To maintain a satisfactory level of gain from 30 MHz, it is then necessary to employ families of antennas occupying at most the allotted volume.
Additionally, producing an antenna array comprising multiple radiating elements in this same volume is even more difficult and clearly represents one of the main problems that designers have to solve.
What is more, the assembly of ultra wideband antennas leads to coupling phenomena between the antennas and with the supporting structure.
They lead to resonances which are often incompatible with a target application and with the required frequency domain, the latter being more than a decade.
Added to these difficulties is the integration of the sensor within a complex operational environment, such as the roof of a vehicle, which leads to coupling effects negatively affecting the radiation patterns of the antennas, their gain, and also their polarisation state.
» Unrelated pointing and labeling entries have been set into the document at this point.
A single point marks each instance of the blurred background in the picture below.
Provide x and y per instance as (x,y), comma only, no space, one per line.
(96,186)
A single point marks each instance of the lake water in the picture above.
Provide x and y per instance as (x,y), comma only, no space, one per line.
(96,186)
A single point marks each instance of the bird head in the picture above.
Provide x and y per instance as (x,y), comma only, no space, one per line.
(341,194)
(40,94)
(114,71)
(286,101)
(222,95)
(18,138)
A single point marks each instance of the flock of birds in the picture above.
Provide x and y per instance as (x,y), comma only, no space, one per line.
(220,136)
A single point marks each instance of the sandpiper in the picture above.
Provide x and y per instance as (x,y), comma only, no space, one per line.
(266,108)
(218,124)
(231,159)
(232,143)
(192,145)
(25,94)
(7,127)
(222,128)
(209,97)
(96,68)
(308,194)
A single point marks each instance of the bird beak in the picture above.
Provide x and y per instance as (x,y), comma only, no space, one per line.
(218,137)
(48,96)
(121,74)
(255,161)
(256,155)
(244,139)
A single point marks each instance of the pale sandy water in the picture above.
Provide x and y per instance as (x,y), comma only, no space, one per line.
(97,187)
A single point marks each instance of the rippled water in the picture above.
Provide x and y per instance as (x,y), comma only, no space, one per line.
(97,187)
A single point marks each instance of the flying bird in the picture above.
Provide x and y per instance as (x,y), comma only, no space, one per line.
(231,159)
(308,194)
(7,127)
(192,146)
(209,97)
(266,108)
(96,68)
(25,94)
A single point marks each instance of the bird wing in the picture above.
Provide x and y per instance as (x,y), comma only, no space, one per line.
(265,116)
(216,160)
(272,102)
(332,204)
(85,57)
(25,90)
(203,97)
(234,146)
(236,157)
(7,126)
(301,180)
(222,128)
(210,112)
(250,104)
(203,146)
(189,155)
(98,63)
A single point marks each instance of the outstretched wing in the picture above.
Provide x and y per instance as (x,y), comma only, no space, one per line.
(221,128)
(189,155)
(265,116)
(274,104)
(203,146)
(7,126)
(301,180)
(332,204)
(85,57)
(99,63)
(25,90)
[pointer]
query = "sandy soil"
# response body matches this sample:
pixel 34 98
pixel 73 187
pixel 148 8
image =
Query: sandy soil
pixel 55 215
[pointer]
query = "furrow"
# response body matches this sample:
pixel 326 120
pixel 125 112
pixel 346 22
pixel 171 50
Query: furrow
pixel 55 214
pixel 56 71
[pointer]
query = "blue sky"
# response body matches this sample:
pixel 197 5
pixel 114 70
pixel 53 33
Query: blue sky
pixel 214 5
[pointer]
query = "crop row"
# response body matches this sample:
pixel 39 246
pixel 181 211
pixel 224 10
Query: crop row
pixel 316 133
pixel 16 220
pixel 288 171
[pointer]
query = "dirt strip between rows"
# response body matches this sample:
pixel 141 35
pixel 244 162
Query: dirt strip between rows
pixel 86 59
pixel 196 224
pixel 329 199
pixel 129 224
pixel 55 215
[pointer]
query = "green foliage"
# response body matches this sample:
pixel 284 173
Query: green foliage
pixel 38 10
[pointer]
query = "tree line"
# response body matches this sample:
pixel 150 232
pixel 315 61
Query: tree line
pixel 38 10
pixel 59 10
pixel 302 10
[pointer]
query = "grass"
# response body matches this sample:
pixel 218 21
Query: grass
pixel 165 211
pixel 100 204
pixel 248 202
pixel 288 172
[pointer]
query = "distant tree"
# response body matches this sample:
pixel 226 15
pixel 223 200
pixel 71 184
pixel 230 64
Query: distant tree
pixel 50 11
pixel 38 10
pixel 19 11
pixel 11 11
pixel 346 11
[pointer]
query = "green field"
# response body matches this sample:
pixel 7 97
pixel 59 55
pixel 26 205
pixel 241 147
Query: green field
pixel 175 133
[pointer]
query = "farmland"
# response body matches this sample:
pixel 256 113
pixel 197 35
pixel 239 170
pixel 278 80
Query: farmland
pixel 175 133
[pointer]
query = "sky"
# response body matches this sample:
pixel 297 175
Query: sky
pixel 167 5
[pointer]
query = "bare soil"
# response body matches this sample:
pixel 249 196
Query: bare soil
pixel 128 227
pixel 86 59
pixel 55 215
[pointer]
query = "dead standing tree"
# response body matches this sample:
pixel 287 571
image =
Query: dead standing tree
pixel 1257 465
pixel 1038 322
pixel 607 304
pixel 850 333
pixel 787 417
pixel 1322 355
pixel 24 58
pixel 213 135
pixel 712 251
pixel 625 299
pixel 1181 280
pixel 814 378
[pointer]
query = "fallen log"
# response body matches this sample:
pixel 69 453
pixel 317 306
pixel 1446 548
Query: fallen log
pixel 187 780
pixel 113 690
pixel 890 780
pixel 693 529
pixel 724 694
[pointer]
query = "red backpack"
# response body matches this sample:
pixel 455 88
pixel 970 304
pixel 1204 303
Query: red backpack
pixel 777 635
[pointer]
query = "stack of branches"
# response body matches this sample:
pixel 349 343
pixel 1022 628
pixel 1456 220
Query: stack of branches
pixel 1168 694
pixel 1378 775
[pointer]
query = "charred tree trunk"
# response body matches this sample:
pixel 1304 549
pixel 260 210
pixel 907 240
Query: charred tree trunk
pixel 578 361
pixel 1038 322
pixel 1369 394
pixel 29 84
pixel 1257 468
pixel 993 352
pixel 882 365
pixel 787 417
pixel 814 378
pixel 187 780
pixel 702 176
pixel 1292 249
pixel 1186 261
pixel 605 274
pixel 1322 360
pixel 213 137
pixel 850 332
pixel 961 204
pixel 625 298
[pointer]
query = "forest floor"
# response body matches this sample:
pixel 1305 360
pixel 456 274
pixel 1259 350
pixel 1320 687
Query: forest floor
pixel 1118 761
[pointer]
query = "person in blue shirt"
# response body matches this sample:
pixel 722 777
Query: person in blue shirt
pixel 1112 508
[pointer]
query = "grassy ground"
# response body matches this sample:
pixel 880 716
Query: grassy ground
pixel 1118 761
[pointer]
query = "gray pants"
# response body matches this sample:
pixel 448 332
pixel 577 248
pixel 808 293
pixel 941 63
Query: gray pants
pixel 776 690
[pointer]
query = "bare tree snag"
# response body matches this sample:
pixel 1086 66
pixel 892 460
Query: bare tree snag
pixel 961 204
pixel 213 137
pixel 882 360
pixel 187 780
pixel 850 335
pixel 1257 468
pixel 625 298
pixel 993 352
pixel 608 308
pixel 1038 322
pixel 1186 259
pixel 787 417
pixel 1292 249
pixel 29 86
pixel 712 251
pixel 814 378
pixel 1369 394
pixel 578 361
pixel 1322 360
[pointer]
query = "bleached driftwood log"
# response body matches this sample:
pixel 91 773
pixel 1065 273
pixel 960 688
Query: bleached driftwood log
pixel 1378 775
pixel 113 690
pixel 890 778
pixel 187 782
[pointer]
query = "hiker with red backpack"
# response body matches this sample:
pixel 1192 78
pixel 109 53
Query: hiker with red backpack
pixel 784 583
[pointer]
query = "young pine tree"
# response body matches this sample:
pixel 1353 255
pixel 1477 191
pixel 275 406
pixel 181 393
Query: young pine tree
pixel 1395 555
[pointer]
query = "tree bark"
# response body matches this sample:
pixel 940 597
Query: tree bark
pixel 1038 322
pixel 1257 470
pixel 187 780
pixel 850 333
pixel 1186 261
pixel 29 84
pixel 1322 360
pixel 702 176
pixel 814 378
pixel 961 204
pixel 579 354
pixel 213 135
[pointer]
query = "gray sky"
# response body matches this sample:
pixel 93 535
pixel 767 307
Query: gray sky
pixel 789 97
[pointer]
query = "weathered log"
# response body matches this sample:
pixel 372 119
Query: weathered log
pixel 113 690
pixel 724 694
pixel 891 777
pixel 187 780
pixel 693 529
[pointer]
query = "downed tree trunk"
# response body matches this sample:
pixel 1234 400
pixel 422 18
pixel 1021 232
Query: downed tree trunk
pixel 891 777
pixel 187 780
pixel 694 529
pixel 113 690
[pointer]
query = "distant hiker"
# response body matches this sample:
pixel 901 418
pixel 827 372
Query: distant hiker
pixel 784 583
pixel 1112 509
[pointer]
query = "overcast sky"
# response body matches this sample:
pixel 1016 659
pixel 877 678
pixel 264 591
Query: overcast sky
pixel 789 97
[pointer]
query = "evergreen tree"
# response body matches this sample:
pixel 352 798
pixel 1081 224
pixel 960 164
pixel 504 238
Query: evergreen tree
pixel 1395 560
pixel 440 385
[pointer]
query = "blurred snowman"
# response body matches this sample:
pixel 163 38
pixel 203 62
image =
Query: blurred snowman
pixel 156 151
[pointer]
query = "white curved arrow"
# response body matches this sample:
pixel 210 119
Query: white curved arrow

This latter observation leads to envisaging sensors capable of handling polarisation diversity in order to increase the reliability of their detections.
A logical way in which to handle this polarisation diversity naturally consists of diversifying the polarisation state of the antennas forming the array.
For example, certain radiating elements may exhibit a linear vertical polarisation, while others have horizontal polarisation.
Another difficulty encountered is the mechanical production of such systems, which leads to constraints in terms of cost and resistance to harsh environments.
Various antennas and antenna arrays are described in the prior art, some examples of which will be given below.
For frequencies of a few tens of to a few hundred MHz, compact radiogoniometry arrays do not offer sufficient phase diversity whenever the radiating elements used without beamforming are omnidirectional.
Thus, the solutions brought to market by the company Rohde and Schwarz with the reference ADD197® and by the company TCI for the device 647D® are capable of reception with vertical polarisation and with horizontal polarisation but have a bulky diameter of over one metre.
The solution by the company TCI is composed of radiating elements which resemble sectorial antennas of Vivaldi type (a term known to those skilled in the art), but their dimensions make setting up directional radiation in the VHF band unlikely.
Moreover, these two solutions are composed, for each polarisation, of nine radiating elements whose very small dimensions entail the use of active impedance matching.
However, this method increases their electromagnetic susceptibility in the presence of co-site emissions.
Lastly, this substantial number of elements imposes a switching cycle which is longer than that required with a lower number of ports, or imposes having recourse to complex reception architecture.
By making use of an Adcock antenna array (a familiar term in the field of antennas), consisting of combining omnidirectional elements in phase opposition or through the use of loops in the bidirectional radiation pattern, it is possible to obtain a particularly compact array whose number of ports is limited.
Used with an algorithm of Watson-Watt type or vector correlation, this array possesses two crossed bidirectional channels, each with one lobe at 0° and one lobe at 180° of relative phase, supplemented by an omnidirectional channel indicating the phase reference.
This conventional schema reduces the number of ports to three with single polarisation.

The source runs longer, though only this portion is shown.